Dallas se arrancó la aguja del suero del brazo. La sangre salpicó el suelo.
—Trae el coche —gruñó.
—No puedes ir allí. —El doctor Vance salió de entre las sombras, bloqueando el paso a Dallas—. Estás legalmente divorciado desde hace una hora. Tienes una orden de alejamiento que te prohíbe acercarte a ella, una que insististe en solicitar para mantener las apariencias. Y Damon está allí. Si apareces, arruinarás la tapadera.
Dallas se quedó paralizado. Agarró el borde de la bandeja médica, con los nudillos en blanco.
Vance tenía razón. Si iba al hospital, tendría que enfrentarse a Damon. Tendría que mostrar emoción. Lo echaría todo por la borda.
—¿Está en peligro? —preguntó Dallas, con voz temblorosa.
«Damon quiere poseerla, no matarla», dijo Weston. «Por ahora está a salvo. Los médicos tratarán el agotamiento».
Dallas soltó un rugido de frustración y tiró la bandeja de instrumentos al suelo. Los bisturís y las pinzas resonaron contra el hormigón.
—Necesito golpear algo —jadeó Dallas—. Necesito hacer que alguien pague.
Miró a Simmons, su jefe de seguridad, que estaba junto a la puerta.
—Estevan —dijo Dallas.

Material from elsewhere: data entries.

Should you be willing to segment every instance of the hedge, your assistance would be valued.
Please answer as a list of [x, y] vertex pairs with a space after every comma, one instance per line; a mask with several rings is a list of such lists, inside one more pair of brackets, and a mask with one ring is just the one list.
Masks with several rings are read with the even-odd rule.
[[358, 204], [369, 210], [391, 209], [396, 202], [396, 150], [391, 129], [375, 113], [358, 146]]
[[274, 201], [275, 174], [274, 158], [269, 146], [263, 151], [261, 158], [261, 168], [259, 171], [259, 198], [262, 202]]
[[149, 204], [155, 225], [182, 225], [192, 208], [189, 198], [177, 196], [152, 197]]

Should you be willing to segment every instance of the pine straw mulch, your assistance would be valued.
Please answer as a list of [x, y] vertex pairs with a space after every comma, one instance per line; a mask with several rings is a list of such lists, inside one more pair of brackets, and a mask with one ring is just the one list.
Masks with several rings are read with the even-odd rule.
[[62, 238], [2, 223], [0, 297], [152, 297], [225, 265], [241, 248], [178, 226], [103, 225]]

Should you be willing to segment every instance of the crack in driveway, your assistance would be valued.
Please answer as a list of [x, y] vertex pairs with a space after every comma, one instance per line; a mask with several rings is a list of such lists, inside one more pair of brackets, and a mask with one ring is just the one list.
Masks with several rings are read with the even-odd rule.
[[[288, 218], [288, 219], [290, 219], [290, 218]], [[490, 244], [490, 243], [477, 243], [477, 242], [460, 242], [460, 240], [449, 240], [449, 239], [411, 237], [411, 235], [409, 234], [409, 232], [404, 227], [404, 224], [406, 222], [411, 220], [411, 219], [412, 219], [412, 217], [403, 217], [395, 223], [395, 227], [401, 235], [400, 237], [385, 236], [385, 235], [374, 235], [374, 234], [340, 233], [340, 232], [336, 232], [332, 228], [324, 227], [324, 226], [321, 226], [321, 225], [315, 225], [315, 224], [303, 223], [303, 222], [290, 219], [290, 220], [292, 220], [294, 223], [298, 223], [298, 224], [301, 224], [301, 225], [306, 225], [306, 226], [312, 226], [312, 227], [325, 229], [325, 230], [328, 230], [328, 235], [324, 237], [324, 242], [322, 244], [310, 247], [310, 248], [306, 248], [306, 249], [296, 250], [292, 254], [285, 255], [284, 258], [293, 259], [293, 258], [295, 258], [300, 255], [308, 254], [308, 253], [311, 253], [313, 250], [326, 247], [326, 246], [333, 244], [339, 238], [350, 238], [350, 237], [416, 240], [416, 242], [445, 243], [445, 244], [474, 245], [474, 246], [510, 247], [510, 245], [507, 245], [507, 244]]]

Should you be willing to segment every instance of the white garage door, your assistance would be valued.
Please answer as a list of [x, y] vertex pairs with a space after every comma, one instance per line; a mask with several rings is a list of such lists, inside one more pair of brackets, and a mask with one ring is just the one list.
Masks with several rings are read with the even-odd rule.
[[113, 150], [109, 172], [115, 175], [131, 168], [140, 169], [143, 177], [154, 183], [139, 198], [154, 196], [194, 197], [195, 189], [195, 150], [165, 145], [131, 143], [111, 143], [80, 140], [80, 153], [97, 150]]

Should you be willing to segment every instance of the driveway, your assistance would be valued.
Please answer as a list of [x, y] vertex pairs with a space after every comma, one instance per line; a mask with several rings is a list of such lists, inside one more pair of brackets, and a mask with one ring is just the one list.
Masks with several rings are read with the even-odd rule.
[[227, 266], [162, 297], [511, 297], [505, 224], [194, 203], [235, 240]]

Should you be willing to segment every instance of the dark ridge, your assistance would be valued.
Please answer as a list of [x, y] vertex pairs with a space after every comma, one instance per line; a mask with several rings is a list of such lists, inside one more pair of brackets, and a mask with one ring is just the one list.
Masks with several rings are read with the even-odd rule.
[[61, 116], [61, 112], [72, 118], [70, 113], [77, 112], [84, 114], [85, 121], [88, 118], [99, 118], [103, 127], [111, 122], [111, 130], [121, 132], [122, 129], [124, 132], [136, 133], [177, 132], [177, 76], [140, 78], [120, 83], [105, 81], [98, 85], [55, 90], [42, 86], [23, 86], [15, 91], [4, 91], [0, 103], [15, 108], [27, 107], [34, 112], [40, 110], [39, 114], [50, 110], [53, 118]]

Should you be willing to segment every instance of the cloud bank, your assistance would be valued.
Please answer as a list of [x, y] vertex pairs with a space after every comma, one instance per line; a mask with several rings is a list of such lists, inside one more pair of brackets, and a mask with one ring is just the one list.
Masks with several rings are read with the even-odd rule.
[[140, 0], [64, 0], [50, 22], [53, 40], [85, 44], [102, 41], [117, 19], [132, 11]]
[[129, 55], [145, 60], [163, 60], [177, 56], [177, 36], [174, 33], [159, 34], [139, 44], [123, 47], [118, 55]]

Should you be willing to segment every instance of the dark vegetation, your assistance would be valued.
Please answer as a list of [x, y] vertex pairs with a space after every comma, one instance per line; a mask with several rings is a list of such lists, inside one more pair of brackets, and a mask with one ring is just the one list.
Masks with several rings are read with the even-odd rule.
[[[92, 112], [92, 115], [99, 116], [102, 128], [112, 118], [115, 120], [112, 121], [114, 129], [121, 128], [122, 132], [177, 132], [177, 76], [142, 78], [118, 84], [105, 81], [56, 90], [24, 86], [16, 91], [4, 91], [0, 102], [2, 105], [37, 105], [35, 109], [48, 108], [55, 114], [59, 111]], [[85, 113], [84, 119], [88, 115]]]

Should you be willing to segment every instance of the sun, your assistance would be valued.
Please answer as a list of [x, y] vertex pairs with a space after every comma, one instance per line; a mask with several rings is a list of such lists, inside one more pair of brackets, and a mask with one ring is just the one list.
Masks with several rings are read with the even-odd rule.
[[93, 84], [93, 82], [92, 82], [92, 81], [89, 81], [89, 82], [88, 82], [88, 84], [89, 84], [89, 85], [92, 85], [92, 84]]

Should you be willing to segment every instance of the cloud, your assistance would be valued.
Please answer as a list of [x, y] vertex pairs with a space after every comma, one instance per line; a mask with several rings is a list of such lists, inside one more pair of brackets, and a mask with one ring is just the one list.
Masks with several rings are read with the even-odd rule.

El nombre sonaba como una maldición—. ¿Dónde está?
—El activo que sacamos de Beirut está a salvo —dijo Simmons—. Está en los muelles de embarque. Contenedor 409. Está esperando a lo que cree que es un contrabandista para que lo saque del país esta noche.
—Bien —dijo Dallas. Sus ojos estaban oscuros, desprovistos de humanidad—. Prepara mi férula.
—Jefe —advirtió Vance—. Su pierna no puede soportar el peso. Su corazón ya está en arritmia por el estrés de hoy. Cualquier esfuerzo físico significativo podría desencadenar un episodio cardíaco fatal.
—Dame la cortisona —ordenó Dallas—. Y un estimulante. No me importa si mi corazón se detiene mañana. Esta noche, necesito mantenerme en pie por mí mismo cuando me enfrente a él.
Veinte minutos más tarde, una caravana de todoterrenos negros atravesaba a toda velocidad las calles resbaladizas por la lluvia del distrito portuario.
Dallas iba sentado en la parte trasera; el zumbido mecánico de su ortesis hidráulica de última generación se oía por encima de la lluvia. La cortisona había adormecido el dolor, sustituyéndolo por una fría lucidez química.
Se detuvieron junto a las pilas de contenedores de transporte.
«Abre fuego», ordenó Dallas por la radio.
Simmons y su equipo entraron en acción. Estallaron los disparos: ráfagas cortas y controladas. Los matones a sueldo de Estevan cayeron antes de saber qué les había golpeado.